Старуха все еще говорила что-то. Адам, не обращая на нее внимания, достал трубку, послушал сердце, пульс сосчитал, все как не у нее. Посмотрел в помутившиеся глаза. Встал и вышел из комнаты.
– Батюшка, батюшка! – закричала старуха, слабо подымая одну руку.
– Ни капли алкоголя, – сказал он Мише, – лекарство пришлю. Она еще будет жить, но рассудок ее оставляет. У нее уже разорваны основные ассоциации. Все впечатления ее жизни шатаются в ее сознании, сталкиваются случайно. Она будет говорить вздор все более нелепый. Впрочем, среди вздора возможны мысли, имеющие характер предсказания или пророчества для людей, унаследовавших ее душевную организацию. Но никто ведь не в состоянии отличить их и выделить.
Миша слушал его напряженно.
– Вот еще что, – сказал Адам, – вы умеете оклеивать обоями комнаты?
– Я никогда не делал этого, доктор. Не думаю, что умею.
– Тут главное клей. Я скажу вам, как варить. Зайдите послезавтра вечером. Я дам вам обои, какие нужны, чтоб переклеить ее комнату. Те, которые она видит перед собой, ускоряют и искажают ход ее болезни.
– Я не предлагаю вам денег, доктор, – сказал Миша, – потому что помню ваш весенний нагоняй.
– Ненужное объяснение, – сказал Адам, – pour rien. Так послезавтра вечером.
– Это будет воскресенье.
– Воскресенье? Тем лучше. Я еще не знаю дней. Если это будет воскресенье, то вы увидите у меня одного неоромантика, который бывает свободен только в воскресенье. Приходите к семи.
– Терпеть не могу романтизма, – сказал Миша, – но вас люблю ужасно, даже вымолвить не стыдно.
– Уже много лет, как я отказался от поцелуев, – ответил Адам, – а то я поцеловал бы сейчас ваш лоб. Прощайте.

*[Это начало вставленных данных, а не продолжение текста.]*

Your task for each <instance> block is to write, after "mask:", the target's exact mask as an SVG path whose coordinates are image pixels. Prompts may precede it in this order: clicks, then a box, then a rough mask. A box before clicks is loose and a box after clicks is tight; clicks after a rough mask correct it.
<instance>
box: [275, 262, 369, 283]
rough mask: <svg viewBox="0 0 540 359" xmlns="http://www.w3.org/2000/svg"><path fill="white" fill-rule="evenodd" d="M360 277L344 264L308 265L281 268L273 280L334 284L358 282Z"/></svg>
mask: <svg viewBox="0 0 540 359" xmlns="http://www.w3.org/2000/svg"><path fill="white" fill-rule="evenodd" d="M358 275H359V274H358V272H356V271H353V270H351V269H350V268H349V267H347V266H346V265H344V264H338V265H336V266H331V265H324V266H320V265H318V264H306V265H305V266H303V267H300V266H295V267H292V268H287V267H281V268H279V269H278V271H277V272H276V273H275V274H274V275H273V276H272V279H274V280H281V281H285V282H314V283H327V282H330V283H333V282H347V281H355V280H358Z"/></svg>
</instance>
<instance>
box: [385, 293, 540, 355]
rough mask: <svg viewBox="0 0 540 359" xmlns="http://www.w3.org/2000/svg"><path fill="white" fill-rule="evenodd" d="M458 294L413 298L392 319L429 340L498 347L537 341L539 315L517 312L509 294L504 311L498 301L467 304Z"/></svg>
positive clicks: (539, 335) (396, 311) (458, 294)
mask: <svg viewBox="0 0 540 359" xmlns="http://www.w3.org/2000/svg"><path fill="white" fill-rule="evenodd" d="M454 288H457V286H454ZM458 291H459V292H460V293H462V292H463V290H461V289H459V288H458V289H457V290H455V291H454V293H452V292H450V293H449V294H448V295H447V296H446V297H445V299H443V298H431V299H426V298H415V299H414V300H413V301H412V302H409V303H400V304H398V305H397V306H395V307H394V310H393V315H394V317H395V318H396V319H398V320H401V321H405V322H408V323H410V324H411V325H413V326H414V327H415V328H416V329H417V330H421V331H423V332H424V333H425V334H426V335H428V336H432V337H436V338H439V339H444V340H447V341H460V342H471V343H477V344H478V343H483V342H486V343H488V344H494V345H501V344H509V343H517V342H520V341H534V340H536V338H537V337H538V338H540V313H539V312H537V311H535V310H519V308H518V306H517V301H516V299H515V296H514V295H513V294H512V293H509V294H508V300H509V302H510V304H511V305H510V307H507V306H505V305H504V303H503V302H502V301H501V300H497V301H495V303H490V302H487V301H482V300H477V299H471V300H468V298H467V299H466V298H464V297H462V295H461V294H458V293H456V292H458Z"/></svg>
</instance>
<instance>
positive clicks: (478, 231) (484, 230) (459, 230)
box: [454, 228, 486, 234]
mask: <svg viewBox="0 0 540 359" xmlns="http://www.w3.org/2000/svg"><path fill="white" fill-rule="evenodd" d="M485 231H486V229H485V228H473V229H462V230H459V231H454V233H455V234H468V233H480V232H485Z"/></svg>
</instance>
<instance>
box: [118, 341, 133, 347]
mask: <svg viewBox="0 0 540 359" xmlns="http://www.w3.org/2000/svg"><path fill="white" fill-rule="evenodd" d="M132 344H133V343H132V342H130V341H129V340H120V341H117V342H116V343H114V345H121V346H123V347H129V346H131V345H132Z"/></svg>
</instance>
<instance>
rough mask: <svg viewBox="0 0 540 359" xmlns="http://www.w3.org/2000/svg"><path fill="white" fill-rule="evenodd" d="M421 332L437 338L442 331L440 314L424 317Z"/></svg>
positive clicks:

Из комнаты с обоями, похожими на то, как будто по кофейной жижице алые цветы раскидал и перекидывает сумасшедший, кричал низкий голос:
– Мишка, Мишка.
С закрытыми от счастья глазами, прижимаясь в темноте к стене, Миша подбежал к матери.
– Сядь и слушай, – велела она.
Он сел у ног на скамейке, как обычно.
– Никогда его не приводи, Каина коричневого. Сидел, сидел, слова не сказал толком, на мышеловку глядел под кровать, что это за доктор, и вид у него стал злодейский, рыло себе залакировал и волоски чрез один красит, все это я понимаю, такие-то черту душу продают, дух от него в комнате остался. Мишка, не дружи с ним, говорю тебе. В гроб упакуешь меня, тогда хоть и не таким лижи руки, а пока жива, пока шевелюсь, не смей, слышишь? Не быть от него добру.
Она сердилась, хлопала рукой по креслу, ногой топала. Миша с тоской ее слушал.
Когда надоело, молча вышел из комнаты, из квартиры, из ворот, из переулка, дальше, на простор. Но простора не было среди домов никакого.